LeXtract.TextChunk (lextract v0.1.2)

View Source

Represents a chunk of text from a document, used for processing long documents.

Fields

  • :text - The chunk text content
  • :document - Reference to source document
  • :token_interval - Token range in original document
  • :char_interval - Character range in original document
  • :chunk_index - Position in sequence of chunks

Examples

iex> chunk = %LeXtract.TextChunk{
...>   text: "Sample chunk",
...>   chunk_index: 0
...> }
iex> chunk.chunk_index
0

Summary

Functions

Returns the character count of the chunk text.

Returns the byte size of the chunk text.

Types

t()

@type t() :: %LeXtract.TextChunk{
  char_interval: LeXtract.CharInterval.t() | nil,
  chunk_index: non_neg_integer() | nil,
  document: LeXtract.Document.t() | nil,
  text: String.t(),
  token_interval: LeXtract.TokenInterval.t() | nil
}

Functions

char_count(text_chunk)

@spec char_count(t()) :: non_neg_integer()
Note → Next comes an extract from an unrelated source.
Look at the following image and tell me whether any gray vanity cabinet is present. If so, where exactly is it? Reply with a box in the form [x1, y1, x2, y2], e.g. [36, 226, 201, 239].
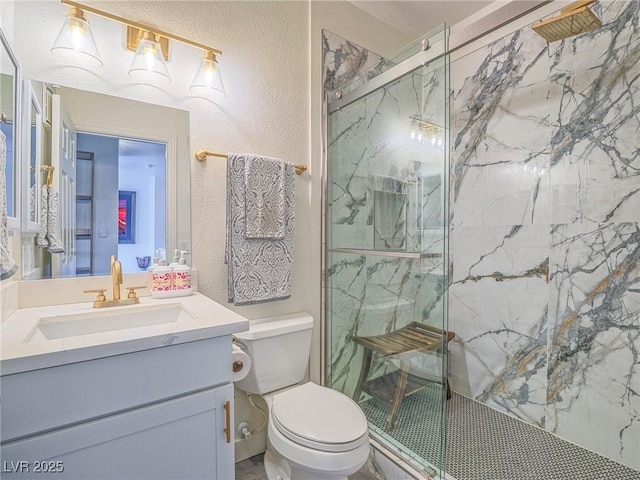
[0, 335, 234, 480]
Returns the character count of the chunk text.

Examples

iex> chunk = %LeXtract.TextChunk{text: "Hello"}
iex> LeXtract.TextChunk.char_count(chunk)
5

text_byte_size(text_chunk)

@spec text_byte_size(t()) :: non_neg_integer()

Returns the byte size of the chunk text.

Examples

iex> chunk = %LeXtract.TextChunk{text: "Hello"}
iex> LeXtract.TextChunk.text_byte_size(chunk)
5